Wong and colleagues observe two interesting and unfortunate findings in their study.1 Individuals at higher risk of poor outcomes, including those with more comorbidities, are less likely to receive follow-up care, and those who visited a physician in the preceding year were more likely to receive follow-up care. This important work shows that medical need does not determine who receives follow-up care in a Canadian setting. Sicker patients may be less likely to see a physician for follow-up because of their “underlying conditions and the resulting restrictions in activity.” Those who had not seen a physician in the previous year represent a “vulnerable population.”
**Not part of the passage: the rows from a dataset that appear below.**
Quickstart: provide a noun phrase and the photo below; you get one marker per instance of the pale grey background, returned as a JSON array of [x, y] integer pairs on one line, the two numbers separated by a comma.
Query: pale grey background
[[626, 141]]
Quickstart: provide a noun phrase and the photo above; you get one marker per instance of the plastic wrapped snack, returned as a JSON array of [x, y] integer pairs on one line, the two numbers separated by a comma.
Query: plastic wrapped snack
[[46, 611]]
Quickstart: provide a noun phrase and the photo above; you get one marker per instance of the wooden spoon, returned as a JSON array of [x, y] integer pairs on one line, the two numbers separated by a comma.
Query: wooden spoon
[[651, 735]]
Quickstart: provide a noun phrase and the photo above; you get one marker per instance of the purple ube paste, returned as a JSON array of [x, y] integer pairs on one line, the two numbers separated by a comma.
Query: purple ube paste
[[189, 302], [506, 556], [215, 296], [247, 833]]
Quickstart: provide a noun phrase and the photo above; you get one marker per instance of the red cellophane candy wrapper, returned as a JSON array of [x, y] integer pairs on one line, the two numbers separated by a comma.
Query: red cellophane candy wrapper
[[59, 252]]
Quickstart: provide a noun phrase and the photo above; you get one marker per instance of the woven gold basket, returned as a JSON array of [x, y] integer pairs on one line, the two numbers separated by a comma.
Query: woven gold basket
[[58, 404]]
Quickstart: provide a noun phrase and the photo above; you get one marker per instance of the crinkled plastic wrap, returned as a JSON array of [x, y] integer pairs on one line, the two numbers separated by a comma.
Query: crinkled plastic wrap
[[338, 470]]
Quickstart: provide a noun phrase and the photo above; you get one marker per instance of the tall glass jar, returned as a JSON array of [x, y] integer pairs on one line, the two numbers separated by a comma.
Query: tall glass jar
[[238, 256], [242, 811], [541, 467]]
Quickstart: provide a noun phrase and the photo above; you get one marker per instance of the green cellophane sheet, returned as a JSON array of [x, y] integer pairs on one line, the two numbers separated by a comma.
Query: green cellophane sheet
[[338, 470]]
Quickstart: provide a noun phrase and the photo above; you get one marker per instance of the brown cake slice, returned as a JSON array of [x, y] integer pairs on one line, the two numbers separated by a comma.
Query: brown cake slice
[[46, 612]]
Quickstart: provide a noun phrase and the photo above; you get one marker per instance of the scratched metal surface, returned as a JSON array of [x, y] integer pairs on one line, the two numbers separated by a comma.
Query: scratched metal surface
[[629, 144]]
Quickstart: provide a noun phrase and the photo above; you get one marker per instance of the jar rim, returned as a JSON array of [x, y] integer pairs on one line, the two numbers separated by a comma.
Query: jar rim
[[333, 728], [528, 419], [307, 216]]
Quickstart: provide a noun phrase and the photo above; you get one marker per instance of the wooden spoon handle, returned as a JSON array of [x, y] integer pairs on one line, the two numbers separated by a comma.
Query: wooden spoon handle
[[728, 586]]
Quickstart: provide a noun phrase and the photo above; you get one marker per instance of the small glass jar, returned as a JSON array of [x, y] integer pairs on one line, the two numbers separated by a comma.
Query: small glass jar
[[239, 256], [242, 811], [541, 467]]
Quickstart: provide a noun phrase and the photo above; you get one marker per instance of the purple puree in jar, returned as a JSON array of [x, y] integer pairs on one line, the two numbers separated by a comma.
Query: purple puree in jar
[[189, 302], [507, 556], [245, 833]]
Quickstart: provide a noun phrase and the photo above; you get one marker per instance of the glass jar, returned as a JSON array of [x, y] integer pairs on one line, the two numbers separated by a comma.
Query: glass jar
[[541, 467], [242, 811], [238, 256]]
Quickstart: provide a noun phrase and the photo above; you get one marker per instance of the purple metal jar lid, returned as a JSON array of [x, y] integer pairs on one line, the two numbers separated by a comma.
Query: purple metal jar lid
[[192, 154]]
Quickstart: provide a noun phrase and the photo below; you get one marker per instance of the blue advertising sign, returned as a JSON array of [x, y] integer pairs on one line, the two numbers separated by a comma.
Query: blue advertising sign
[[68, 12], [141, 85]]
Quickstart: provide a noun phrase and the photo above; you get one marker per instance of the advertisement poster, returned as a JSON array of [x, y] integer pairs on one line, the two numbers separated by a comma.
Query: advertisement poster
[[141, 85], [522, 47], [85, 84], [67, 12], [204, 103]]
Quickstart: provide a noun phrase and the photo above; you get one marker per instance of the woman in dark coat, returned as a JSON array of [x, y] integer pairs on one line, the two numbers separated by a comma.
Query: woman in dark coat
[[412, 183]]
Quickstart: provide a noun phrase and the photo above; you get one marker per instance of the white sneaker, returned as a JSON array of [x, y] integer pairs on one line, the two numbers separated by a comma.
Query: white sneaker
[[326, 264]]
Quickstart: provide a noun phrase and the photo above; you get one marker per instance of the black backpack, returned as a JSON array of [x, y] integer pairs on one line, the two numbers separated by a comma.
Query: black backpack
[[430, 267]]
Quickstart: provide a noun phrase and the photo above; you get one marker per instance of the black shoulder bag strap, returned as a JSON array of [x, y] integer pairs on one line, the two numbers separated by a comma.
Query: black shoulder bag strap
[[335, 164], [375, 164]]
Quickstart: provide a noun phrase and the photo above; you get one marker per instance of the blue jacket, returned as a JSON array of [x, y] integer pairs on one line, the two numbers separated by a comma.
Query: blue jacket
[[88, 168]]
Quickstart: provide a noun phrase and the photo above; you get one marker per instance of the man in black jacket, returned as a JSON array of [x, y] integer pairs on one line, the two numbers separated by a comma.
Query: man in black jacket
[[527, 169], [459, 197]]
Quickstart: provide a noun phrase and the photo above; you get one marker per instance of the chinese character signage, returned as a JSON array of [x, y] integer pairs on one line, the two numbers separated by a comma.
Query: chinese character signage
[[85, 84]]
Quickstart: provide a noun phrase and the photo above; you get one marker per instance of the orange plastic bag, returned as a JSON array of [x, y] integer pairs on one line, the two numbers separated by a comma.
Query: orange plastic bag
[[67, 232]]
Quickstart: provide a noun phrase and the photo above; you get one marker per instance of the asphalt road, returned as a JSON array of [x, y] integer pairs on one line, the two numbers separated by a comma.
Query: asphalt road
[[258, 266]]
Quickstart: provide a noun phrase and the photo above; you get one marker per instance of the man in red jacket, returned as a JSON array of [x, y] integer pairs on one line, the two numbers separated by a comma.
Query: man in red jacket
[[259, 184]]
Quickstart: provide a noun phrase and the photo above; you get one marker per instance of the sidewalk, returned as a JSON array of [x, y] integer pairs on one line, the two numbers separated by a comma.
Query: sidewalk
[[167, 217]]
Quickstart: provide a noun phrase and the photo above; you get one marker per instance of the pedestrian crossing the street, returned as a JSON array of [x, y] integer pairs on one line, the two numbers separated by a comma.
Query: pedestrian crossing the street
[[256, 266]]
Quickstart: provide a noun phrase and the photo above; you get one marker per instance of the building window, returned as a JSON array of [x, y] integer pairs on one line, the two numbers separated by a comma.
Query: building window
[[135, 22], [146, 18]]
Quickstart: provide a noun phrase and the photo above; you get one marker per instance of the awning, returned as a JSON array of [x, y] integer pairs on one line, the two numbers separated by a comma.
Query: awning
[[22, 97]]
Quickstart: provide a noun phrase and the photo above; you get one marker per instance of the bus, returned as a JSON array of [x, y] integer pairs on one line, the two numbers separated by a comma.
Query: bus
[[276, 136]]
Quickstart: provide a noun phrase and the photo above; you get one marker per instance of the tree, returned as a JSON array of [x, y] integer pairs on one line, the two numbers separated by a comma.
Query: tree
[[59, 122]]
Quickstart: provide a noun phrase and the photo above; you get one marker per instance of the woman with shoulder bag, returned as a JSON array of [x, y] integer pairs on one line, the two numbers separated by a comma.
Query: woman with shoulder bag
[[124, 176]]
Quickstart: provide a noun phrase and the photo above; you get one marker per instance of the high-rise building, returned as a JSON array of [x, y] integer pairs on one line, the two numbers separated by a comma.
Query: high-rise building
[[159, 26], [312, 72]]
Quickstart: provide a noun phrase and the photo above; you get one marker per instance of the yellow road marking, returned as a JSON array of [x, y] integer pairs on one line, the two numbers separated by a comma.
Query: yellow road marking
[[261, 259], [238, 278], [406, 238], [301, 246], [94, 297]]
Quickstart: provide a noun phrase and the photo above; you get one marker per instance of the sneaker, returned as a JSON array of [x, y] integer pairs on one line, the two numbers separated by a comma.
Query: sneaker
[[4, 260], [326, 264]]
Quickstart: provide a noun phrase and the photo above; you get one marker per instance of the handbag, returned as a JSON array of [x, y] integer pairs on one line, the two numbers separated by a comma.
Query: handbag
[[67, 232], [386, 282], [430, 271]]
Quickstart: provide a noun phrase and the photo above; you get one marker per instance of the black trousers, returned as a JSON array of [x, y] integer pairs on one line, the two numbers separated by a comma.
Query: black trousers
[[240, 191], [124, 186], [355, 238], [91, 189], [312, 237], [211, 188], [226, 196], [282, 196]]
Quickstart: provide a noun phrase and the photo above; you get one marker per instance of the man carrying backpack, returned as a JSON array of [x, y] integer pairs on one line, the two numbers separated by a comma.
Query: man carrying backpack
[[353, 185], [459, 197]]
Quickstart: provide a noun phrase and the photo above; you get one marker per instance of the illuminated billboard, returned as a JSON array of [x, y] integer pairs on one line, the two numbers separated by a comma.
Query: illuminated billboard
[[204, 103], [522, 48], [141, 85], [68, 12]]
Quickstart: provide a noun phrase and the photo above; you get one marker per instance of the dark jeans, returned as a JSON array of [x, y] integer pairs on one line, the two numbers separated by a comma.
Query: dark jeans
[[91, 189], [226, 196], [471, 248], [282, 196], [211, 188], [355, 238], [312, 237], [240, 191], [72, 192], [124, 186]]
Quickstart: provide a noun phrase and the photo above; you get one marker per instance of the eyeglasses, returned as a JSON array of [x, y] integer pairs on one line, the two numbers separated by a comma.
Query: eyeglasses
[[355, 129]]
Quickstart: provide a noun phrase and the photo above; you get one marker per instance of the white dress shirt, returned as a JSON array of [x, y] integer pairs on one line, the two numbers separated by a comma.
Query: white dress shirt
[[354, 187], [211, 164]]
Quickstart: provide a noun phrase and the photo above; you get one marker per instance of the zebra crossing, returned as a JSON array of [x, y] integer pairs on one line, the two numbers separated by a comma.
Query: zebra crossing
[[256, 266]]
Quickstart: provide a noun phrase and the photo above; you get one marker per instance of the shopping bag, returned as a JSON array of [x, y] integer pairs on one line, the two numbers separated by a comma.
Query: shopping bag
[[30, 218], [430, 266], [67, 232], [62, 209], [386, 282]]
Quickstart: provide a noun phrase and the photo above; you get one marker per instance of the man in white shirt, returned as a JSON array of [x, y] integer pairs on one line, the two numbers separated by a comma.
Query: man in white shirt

There may be a more fundamental cause that could explain, in part, both primary findings. In 1971, Julian Tudor Hart, a Welsh general practitioner, proposed the “inverse care law,” which states, “the availability of good medical care tends to vary inversely with the need for it in the population served.”2 The social determinants of health (when poverty and marginalization make people sicker) are largely the same as the social determinants of health care (when the same factors make good care harder to access). As a result, individuals who need care the most are least likely to get it, even in a publicly funded system.3–7
We appreciate the authors’ conclusions, which advocate identifying and proactively retaining patients most likely to be lost to follow-up. We encourage readers to consider these findings at the level of our society and health care system.
If we want a system that effectively prioritizes and responds to medical need, it might be necessary to engage the underlying social, political and economic factors that determine who gets sick and who gets good care. In doing so, an effective health care system would also be a fair one, and a force for social equity.